With this goal Ejercito plays upon the cultural clichÃ of the aggressive alcoholic and the bucolic stoner, using this to condemn the role alcohol plays in the annual trouble. This is an element he considers to be as problematic as inappropriate police behavior when it comes to unsafe and unhappy Halloweens in Madison. It is also a position that aligns closely with those of city hall. One of Mayor Cieslewicz's stated goals for Halloween to reduce the level of alcohol consumption, and his staff's primary liason for the event is city alcohol policy coordinator Joel Plant. It's the irony of it all -- the possibility that the fencing and ticketing system may simply push more dangerous alcohol-fueled behavior into residential neighborhoods adjoining State Street -- that Ejercito says he's trying to address.
Ejercito says he's continuing to solicit support for CRASH. Persons and groups that "share a principled opposition to the current Halloween plan" and agree with its "mission of keeping people safe and happy" are welcome to affiliate themselves with the project. This already includes the UW Student Labor Action Coalition (SLAC) and Dane101 (which describes the system here). Ejercito is also pursuing collaboration with the UW Campus Women's Center and the UW LGBT Campus Center in order to provide its subscribers information about sexual assault, a significant and underreported problem at large events like Halloween.

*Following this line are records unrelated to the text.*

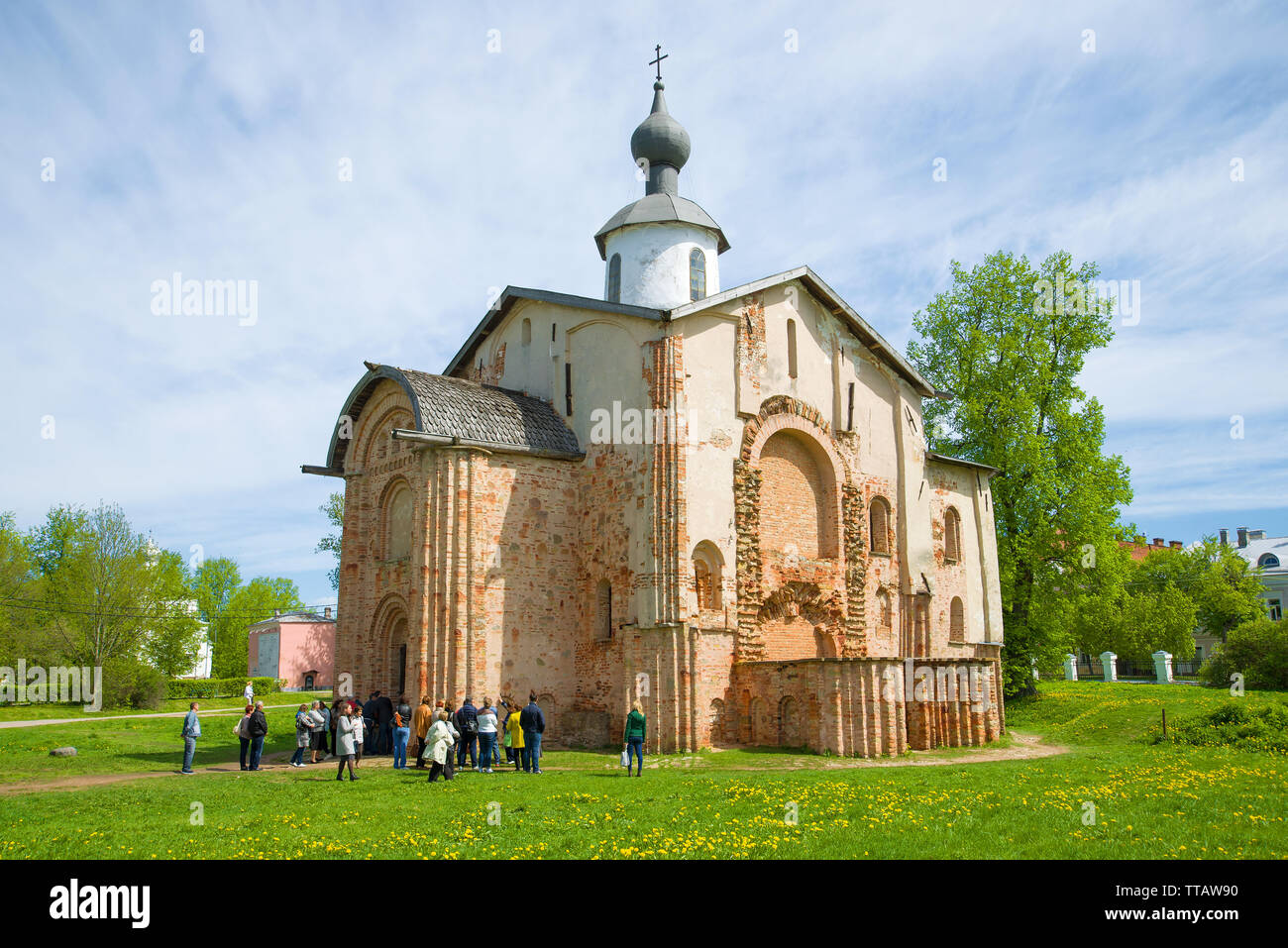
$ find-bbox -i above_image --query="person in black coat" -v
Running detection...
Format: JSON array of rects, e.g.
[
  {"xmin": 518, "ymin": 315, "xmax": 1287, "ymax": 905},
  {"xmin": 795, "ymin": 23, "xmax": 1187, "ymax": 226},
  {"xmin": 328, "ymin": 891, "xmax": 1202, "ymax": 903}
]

Meanwhile, there are technical limitations to the project. For one, onlyd subscribers from certain networks (Verizon, AT&T, T-Mobile, Cingular and Alltel) will be able interact directly with the system via SMS, as detailed here. Secondly, the amount of mobile phone traffic generated by a gathering of persons as large as a typical Halloween on State Street may slow down all cellular voice and text communications in the vicinity, including CRASH.
Besides looking to build institutional support and work out any technical bugs in the system, Ejercito says his primary goal in the next two weeks is to promote CRASH and build as large of a subscriber base as possible. In addition to soliciting reports in the media (like this one), he plans to focus his promotion on Facebook. The original home for the "Move Halloween to Landon 2006" group that subsequently transformed into the Halloween Action Committee (HAC), Ejercito thinks he can similarly harness the online social network to build awareness and interest in the texting project.
This is the motivation for the CRASH Madison Facebook group, which was already picking up members by the evening of Friday, Oct. 13. Its membership includes Madison Ald. Austin King and Dane County Supv. Ashok Kumar, who represent heavily student populated areas in and adjacent to the UW campus. Whether or not this group can achieve rapid growth similar to the group created by HAC founders Tom Wangard and Brandon Sivret remains to be seen, but it seems safe to say that CRASH Madison will not go unnoticed as Halloween approaches.
Note: Details about the availablitity of the service to various cellular networks is updated.